1. Restore PostgreSQL

# Find the dump you want. Prefer the most recent successful hour.
mc ls "$BACKUP_S3_BUCKET/pg/$(hostname)/" | tail
SNAPSHOT="2026-04-28/14.dump.gz"

# Pull it.
mc cp "$BACKUP_S3_BUCKET/pg/$(hostname)/$SNAPSHOT" /tmp/

# Decrypt if BACKUP_GPG_RECIPIENT was set on the producer side.
gpg --decrypt /tmp/14.dump.gz.gpg > /tmp/14.dump.gz

# Drop & recreate the database. The 'restrict' FK from gdpr_exports.requested_by
# to user means we restore in the right order — pg_restore handles this.
psql "$DATABASE_URL" -c 'DROP DATABASE IF EXISTS port_nimara_crm WITH (FORCE);'
psql "$DATABASE_URL" -c 'CREATE DATABASE port_nimara_crm;'
gunzip -c /tmp/14.dump.gz | pg_restore --no-owner --no-privileges \
  --dbname "$DATABASE_URL"

2. Restore MinIO

# Sync the backup bucket back over the live one. --overwrite handles
# files that were modified between snapshots.
mc mirror --overwrite \
  "$BACKUP_S3_BUCKET/minio/" \
  "live/$MINIO_BUCKET/"

3. Restore secrets

The .env file is not in object storage. Pull it from the password manager / secrets vault. Verify ENCRYPTION_KEY matches the value used when the database was last running — if it doesn't, rows in system_settings (OCR API keys, etc.) decrypt to garbage and the OCR "Test connection" button will return an opaque error. There is no recovery path; the keys must be re-entered through the admin UI.

4. Bring services back up

docker compose -f docker-compose.prod.yml up -d
# Watch the worker logs; expect a flurry of socket reconnections, then quiet.
docker compose -f docker-compose.prod.yml logs -f worker

5. Verify

Tail through the smoke checklist, in order:

1. DB up — psql "$DATABASE_URL" -c 'SELECT count(*) FROM clients;' matches the producer-side count from the snapshot's hour.
2. MinIO up — open any client with attachments in the CRM, click a receipt thumbnail; verify the signed URL serves the file.
3. Documenso webhooks — re-trigger one in the Documenso admin and confirm audit_logs records the receipt.
4. Email — send a portal invite to a real address.
5. Realtime — open two browser windows, edit a client in one, watch the other update via Socket.IO.
6. AI usage ledger — SELECT count(*) FROM ai_usage_ledger; non-empty if AI was being used. Old rows survive but the budget gates reset alongside the period boundary at month rollover.

Drill schedule

The weekly drill (cron line above) runs restore.sh --drill against a throwaway database and a sandbox MinIO bucket.
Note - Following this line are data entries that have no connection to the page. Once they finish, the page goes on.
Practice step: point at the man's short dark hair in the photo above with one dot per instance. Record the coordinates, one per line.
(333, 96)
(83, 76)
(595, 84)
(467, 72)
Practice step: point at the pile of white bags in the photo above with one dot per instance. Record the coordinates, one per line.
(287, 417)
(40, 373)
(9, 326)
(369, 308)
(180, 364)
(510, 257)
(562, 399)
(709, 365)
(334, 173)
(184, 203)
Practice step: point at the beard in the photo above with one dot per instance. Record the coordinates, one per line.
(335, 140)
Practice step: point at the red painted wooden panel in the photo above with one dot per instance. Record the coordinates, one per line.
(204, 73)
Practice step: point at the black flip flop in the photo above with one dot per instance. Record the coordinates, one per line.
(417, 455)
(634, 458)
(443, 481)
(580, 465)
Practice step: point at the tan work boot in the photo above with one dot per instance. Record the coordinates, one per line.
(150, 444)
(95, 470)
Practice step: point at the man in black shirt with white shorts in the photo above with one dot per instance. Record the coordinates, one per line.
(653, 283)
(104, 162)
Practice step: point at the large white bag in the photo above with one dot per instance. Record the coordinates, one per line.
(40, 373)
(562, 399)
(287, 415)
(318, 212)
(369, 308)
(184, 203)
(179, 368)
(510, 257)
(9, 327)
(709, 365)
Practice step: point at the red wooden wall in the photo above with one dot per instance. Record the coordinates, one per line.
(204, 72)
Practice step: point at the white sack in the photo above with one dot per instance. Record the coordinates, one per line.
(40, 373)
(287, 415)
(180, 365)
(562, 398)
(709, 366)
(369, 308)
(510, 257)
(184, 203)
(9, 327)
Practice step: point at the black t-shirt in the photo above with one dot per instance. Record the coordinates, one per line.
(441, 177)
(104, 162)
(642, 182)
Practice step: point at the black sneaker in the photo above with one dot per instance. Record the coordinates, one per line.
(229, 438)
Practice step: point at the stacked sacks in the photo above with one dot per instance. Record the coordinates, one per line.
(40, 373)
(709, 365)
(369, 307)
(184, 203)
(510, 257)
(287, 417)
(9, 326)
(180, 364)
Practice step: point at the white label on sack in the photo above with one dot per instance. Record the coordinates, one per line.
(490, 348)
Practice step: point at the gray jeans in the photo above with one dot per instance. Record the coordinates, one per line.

It must produce zero diff between the restored row counts and the live row counts (modulo the hour-or-so the drill takes to run).

Failure modes the drill catches before they bite production:

• New tables added without inclusion in pg_dump's --schema=public (we use the default, which captures everything in public — but a future developer adding a tenant_X schema will silently lose it).
• MinIO bucket-policy changes that block the backup-side s3:GetObject on certain prefixes.
• GPG passphrase rotation that wasn't propagated to the restore host.
• A pg_restore version skew with the producer-side pg_dump.